Q: Fitness preservation of fall-throughs in IM-D

Sebastian · April 2021

Hello experts on inductive mining,

here's a conundrum about fitness preservation in the Inductive Miner framework based on directly-follows graphs (IM-D), as presented by Sander Leemans in his Ph. D. thesis.

In section 6.1.1 of his thesis, dealing with the basic log-based IM, Leemans presents tHe following log L69:

<b, c, d, e>

<d, b, e>

<e, b>

<c, b>

<b, d, e, c>

To L69 he applies a parallel cut, and splits the log so that the non-atomic part of the cut is represented by log L71:

<c, d, e>

<d, e>

<e>

<c>

<d, e, c>

That log has a directly-follows graph (DFG71) in which activity d, although it does not occur at the end of a trace, is classified as an end node after the split, on account of having an outgoing connection to activity b in the parent graph.

Leemans states that no cut can be found for DFG71, and using IM he applies a fall-through, namely activityConcurrent. That fall-through takes out d and places it concurrently to the other activities. Moreover, when applying a parallel cut to the remaining part of the log containing c and e, empty traces are introduced into the log (to fill up traces to equal length, I guess).

With IM-D, which does not use the log at all, but only the DFG, we can do neither of these things.

the information for the introduction of empty traces is just not present in the DFG. So even if we could adapt the activityConcurrent fall-through, we'd finally end up with a simple parallelism over c, d, e. That would not preserve fitness.
as Leemans discusses later, the activityConcurrent fall-through is too expensive to adapt to IM-D. The next more specific fall-through that is part of IM-D is strictTauLoop. This fall-through will remove every edge from an end activity to a start activity. In our case, as every activity is both an end and a start activity, it will remove ALL edges between c, d and e, leaving us with three isolated activities, which in turn will be translated to a process tree with an XOR over these activities. This is not fitness preserving either.

I must be getting something wrong, because I trust Leemans' claim that fall-throughs preserve fitness. His thesis has been reviewed many times. But still I do not see how to apply the rules of the IM-D framework in a fitness preserving way to this example. As fitness preservation is said to be one of the main features of inductive mining, I feel bad about this. Can someone please enlighten me?

Sebastian

Sebastian · April 2021

Update regarding ProM 6.10: I'm still more confused by the behavior of ProM. When I import a log L69 from a csv-file, converting it to a directly follows graph and then run plugin "Mine process tree with Inductive Miner - directly follows" (written by Leemans) on that DFG, then contrary to what he says in his thesis, the miner actually finds a loop cut over the DFG that remains after making the first parallel cut. (This loop cut also strangely involves two empty redo parts.)

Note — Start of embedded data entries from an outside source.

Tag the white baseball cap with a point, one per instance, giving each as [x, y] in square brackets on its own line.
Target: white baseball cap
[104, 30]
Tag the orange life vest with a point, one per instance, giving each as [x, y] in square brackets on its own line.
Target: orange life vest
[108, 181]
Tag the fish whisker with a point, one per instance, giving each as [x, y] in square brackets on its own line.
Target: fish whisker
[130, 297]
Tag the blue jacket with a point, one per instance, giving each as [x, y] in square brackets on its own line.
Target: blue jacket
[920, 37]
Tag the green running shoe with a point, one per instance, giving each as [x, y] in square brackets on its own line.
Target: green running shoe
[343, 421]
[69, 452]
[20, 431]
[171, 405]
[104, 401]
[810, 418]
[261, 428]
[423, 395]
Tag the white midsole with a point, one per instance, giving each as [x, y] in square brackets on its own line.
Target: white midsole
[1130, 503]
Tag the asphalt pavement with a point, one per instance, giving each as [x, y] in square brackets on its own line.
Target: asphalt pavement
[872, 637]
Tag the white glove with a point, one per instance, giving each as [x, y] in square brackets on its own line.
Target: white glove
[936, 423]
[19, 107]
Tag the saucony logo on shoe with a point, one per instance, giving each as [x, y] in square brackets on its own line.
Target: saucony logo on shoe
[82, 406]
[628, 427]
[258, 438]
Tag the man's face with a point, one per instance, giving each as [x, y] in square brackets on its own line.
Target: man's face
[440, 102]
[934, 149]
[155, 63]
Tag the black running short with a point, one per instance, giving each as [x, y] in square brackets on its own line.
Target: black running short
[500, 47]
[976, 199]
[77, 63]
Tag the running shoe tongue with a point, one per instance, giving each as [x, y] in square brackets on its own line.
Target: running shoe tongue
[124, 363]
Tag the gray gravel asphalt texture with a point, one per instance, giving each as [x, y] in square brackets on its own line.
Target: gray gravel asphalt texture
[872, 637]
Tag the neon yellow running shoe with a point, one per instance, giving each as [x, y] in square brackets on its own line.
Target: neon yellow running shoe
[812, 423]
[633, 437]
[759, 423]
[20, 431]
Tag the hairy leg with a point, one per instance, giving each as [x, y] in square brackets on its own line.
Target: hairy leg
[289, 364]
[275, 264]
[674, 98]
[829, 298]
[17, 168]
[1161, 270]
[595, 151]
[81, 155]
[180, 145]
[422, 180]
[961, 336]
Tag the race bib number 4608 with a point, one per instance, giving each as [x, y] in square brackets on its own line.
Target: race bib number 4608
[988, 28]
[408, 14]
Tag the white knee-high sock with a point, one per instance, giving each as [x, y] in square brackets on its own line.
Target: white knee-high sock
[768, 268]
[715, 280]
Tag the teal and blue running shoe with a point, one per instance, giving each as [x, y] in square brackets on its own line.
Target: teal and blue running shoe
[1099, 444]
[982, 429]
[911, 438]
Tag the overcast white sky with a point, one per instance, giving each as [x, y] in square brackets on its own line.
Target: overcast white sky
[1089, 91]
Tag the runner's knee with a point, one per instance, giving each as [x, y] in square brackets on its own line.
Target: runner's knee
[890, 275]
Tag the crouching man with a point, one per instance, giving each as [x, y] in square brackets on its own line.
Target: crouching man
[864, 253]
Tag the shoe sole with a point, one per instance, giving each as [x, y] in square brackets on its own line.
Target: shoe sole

Are there perhaps alternative specifications of IM-D that differ from the thesis?

hverbeek · April 2021

Hello Sebastian,

I have asked Sander Leemans to have a look at your questions.

All I can say at this point in time is that the Inductive miners has been a 'work in progress' for the recent years, and that the current version of the Inductive miner may behave differently from the version at the time when Sander wrote his thesis. Sander's thesis dates from 2017, the then-current version of ProM was version 6.6. Perhaps you could try the Inductive miner from ProM 6.6 on the example logs. For this, you will have to install ProM 6.6 next to ProM 6.10, but that should not be a problem. Different versions of ProM can co-exist.

Kind regards,

Eric.

Sebastian · April 2021

OK, I discovered one of my mistakes: Of course using the strictTauLoop fall-through will introduce the loop node into the process tree. But I still don't see how IM-D can discover the structure (XOR, c, SEQ(XOR(d, tau), e)) after strictTauLoop has stripped everything down to three isolated vertices. It does discover this in ProM 6.10, but in theory shouldn't it be just XOR(c,d,e)?

Sebastian · April 2021

Next step: strictTauLoop will not strip away the edge between d and e, because d will not be counted an end node after the loop split, because it has no connection to the outside: The connection to b will have been removed when splitting the DFG after the parallel cut.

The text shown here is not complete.